Identifying and Understanding PVL Staphylococcus aureus Infections
- Suspect PVL Infections:
- Consider PVL-positive S. aureus (MSSA/MRSA) in patients with multiple or recurrent boils/abscesses.
- Also suspect PVL if multiple household members are affected either consecutively or simultaneously.
- Risk Factors:
- Overcrowding and close contact
- Poor hygiene and skin breaks
- High-Risk Groups:
- Healthcare workers, care home staff, and nursery workers
- Military personnel
- Contact sports athletes (e.g., rugby, judo, wrestling)
- Food handlers
- Characteristics of PVL Lesions:
- Typically larger than 5 cm in diameter
- Often necrotic and more painful than usual abscesses
Flucloxacillin Limitation
- Flucloxacillin has poor penetration into necrotic tissue and can increase PVL toxin production.

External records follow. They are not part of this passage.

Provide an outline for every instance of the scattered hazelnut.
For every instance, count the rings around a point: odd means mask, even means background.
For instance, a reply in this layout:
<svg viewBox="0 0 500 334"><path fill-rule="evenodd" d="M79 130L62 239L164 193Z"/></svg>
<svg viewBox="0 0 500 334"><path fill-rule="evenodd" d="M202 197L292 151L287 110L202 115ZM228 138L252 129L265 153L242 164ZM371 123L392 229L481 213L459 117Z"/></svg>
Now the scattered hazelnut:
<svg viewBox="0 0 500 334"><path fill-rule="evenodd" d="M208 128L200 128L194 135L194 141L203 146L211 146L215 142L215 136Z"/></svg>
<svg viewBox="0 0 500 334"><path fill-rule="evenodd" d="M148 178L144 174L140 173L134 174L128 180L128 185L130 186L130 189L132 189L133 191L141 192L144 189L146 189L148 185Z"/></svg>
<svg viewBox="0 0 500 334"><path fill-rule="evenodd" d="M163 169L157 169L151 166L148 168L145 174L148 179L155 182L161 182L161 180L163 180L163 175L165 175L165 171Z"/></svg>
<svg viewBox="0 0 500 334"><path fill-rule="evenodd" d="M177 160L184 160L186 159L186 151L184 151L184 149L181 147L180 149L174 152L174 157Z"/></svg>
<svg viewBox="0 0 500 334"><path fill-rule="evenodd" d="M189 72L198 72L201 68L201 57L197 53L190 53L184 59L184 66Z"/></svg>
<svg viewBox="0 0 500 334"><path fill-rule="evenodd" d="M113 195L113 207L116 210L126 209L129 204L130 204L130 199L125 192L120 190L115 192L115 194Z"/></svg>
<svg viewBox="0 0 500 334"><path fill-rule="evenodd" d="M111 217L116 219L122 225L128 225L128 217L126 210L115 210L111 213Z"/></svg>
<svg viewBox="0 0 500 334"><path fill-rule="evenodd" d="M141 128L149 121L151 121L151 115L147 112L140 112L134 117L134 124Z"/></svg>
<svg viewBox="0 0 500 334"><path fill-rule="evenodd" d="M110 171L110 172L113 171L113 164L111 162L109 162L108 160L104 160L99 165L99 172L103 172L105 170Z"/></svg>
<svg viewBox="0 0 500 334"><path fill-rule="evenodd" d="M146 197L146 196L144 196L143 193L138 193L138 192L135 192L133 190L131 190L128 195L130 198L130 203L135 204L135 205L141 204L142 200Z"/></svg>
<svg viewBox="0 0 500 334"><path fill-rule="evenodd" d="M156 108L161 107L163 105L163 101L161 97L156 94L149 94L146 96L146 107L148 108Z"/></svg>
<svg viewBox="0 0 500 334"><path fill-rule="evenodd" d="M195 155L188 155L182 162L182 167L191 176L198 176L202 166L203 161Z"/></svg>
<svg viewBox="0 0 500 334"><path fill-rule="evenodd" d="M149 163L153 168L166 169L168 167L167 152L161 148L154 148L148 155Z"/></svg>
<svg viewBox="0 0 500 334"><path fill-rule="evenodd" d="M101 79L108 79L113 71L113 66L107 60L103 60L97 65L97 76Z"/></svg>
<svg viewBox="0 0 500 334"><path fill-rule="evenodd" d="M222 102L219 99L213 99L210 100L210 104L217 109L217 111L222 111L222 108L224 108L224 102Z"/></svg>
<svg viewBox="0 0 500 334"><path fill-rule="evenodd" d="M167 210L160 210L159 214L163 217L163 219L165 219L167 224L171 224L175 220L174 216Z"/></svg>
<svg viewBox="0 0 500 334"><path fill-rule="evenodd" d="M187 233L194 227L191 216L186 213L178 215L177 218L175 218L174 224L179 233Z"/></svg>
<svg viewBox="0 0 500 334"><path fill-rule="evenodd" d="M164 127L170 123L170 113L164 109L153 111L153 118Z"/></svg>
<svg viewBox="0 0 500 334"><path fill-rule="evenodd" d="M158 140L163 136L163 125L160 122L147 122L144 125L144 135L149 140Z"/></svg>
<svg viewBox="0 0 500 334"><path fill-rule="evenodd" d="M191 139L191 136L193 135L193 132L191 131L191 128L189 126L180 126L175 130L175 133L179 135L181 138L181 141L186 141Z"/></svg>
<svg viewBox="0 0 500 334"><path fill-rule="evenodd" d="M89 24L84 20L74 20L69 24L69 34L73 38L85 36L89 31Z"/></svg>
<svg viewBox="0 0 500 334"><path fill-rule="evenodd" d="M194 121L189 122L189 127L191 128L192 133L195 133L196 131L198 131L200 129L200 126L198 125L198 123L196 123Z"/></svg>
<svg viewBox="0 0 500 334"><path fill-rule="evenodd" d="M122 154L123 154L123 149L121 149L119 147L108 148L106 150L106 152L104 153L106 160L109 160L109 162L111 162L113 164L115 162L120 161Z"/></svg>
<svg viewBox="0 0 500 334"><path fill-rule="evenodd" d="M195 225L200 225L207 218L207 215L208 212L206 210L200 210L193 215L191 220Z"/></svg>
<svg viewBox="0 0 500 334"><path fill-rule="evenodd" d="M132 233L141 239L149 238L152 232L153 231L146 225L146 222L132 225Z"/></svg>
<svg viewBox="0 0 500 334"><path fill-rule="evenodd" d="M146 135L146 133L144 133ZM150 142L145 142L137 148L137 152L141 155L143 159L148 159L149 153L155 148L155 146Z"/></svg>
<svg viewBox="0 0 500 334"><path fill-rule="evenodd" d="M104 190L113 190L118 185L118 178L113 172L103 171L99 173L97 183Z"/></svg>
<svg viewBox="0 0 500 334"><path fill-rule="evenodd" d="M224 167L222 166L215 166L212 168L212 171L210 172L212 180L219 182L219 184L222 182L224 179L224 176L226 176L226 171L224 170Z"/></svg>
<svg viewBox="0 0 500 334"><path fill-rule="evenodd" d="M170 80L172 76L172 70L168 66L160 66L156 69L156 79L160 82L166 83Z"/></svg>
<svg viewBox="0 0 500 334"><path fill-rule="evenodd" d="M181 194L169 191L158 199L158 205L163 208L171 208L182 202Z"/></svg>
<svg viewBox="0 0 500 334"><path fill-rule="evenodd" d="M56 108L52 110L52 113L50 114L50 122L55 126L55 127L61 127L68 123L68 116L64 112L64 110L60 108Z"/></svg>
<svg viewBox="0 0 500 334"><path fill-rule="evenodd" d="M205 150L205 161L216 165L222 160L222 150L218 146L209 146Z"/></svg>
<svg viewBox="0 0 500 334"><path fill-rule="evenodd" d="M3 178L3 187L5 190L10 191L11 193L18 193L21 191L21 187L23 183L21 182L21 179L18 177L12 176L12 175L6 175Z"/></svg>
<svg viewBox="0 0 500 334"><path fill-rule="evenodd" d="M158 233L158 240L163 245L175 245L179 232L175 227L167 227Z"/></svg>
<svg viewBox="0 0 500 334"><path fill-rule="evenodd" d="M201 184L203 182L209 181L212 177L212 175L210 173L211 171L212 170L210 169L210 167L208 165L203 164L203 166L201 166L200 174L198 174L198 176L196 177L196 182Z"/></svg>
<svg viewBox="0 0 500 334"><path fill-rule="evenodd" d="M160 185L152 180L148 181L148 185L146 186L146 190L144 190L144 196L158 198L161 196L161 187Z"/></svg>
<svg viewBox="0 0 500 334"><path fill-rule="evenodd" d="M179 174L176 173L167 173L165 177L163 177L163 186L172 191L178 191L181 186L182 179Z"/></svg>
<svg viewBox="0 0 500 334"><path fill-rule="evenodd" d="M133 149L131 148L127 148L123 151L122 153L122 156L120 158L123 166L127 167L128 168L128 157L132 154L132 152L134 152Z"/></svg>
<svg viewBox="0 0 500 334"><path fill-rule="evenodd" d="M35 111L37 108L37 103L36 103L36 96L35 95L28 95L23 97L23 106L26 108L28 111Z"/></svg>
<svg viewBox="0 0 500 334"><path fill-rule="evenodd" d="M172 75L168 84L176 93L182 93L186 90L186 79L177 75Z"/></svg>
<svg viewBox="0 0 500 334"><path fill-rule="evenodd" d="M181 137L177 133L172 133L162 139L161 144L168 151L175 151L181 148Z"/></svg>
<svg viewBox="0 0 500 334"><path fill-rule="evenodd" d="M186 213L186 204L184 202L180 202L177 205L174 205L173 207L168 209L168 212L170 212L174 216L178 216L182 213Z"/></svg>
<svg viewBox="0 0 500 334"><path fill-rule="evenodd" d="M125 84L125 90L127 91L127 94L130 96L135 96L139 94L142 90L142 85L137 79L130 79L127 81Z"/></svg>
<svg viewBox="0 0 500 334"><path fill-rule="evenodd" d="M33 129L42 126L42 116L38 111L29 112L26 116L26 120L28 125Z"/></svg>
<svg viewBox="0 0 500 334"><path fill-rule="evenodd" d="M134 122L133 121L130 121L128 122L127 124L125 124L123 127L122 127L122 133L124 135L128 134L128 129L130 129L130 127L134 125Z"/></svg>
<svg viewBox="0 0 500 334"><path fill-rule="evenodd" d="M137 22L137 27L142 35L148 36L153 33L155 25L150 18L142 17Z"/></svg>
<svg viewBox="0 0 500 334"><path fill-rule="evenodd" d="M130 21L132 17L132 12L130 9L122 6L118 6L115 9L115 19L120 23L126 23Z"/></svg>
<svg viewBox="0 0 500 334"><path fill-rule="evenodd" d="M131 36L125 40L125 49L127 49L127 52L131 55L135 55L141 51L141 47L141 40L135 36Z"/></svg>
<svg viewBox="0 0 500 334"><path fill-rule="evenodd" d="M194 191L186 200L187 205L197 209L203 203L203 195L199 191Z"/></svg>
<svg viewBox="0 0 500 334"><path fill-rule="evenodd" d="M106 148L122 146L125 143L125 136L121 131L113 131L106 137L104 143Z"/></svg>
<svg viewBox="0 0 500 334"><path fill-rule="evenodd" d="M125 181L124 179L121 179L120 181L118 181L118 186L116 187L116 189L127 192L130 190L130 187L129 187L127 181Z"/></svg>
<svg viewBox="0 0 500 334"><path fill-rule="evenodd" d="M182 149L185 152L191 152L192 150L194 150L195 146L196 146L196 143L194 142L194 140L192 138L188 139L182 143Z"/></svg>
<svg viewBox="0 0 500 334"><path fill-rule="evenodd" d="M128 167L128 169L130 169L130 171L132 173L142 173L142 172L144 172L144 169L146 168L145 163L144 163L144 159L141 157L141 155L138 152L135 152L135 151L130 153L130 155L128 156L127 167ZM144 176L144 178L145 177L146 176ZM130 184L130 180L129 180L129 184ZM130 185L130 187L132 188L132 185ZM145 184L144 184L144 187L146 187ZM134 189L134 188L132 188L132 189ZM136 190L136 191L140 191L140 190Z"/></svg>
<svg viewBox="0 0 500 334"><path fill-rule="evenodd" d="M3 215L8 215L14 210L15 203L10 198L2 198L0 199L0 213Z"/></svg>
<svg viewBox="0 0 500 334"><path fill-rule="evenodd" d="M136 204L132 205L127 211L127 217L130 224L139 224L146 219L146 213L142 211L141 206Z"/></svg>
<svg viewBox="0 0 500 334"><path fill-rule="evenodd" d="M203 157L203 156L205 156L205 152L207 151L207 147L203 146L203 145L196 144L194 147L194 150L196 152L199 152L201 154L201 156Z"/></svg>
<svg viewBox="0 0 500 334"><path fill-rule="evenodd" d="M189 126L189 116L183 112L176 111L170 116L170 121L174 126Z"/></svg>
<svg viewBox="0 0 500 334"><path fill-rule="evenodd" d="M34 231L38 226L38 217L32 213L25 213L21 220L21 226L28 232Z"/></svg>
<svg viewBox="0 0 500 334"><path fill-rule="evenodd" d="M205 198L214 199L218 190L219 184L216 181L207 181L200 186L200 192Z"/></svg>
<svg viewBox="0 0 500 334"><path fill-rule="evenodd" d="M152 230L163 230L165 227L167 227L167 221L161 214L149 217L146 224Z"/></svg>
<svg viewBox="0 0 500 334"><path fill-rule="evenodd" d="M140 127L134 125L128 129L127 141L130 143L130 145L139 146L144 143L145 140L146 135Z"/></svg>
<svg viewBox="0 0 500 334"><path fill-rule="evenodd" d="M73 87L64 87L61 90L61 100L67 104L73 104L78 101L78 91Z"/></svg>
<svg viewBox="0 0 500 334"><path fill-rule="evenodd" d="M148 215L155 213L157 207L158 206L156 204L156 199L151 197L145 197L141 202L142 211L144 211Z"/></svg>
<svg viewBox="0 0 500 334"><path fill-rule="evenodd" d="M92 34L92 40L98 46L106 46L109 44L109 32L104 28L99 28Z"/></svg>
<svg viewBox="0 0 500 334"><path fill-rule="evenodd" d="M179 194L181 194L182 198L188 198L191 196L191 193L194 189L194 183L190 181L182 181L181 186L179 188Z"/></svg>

- It is not recommended for managing PVL pneumonia or skin infections due to poor efficacy in necrotic tissue.
Preferred Antibiotic Treatment
- Dermatologists prefer a combination of clindamycin + rifampicin or linezolid + rifampicin for treating PVL skin infections (MSSA/MRSA).
- Clindamycin and linezolid inhibit PVL toxin production, leading to better outcomes.
- Rifampicin effectively penetrates soft tissue and works synergistically with clindamycin and linezolid.
Dosage Guidelines
- Rifampicin: 300 mg twice daily (BD)
- Clindamycin: 300 mg BD to 450 mg three times daily (TDS)
- Linezolid: 600 mg BD for 2-4 weeks
- Duration of treatment should be tailored based on clinical response.
Severe Infections
- Severe PVL infections may need parenteral antibiotics such as vancomycin, teicoplanin, daptomycin, linezolid, or tigecycline.
Decolonization:
- Wash skin with chlorhexidine 4% or Triclosan 1% daily for 5 days.
- After treatment, decolonization should be performed on the patient and close contacts.
- Use nasal mupirocin (small amount in each nostril) 3 times daily (TDS) for 5 days.